Python Scopes and Namespaces

20 Mar 2016

Understanding the namespace and scoping rules of a programming language is essential to using the language effectively. For Python, you can approach this subject in two ways: one is through reading its wonderful documentation; the other is to play with the language and enlightened. I will do both and summarize what I find.

Read The Docs

Reading documentation is the first important step in hacking and understanding how a software system works. That is why good documentation in software engineering is equally important as writing good codes. So here we go:

According to Python’s documentation about execution model, some definitions first:

What is a code block?

A block is a piece of Python program text that is executed as a unit. The following are blocks: a module, a function body, and a class definition. Each command typed interactively is a block.

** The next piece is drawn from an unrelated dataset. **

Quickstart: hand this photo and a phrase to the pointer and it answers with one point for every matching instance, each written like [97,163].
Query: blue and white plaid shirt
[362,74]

A code block is executed in an execution frame. A frame contains some administrative information (used for debugging) and determines where and how execution continues after the code block’s execution has completed.

A code block (and only a code block can) creates a scope:

A scope defines the visibility of a name within a block. If a local variable is defined in a block, its scope includes that block. If the definition occurs in a function block, the scope extends to any blocks contained within the defining one, unless a contained block introduces a different binding for the name (shadowing).

We now know what a scope is, how is the scope of a name determined? It is determined based on the principle of the nearest enclosing scope:

When a name is used in a code block, it is resolved using the nearest enclosing scope. The set of all such scopes visible to a code block is called the block’s environment. If a name is bound in a block, it is a local variable of that block. If a name is bound at the module level, it is a global variable. If a variable is used in a code block but not defined there, it is a free variable (for example, a global variable used in a function body, but not defined in the function).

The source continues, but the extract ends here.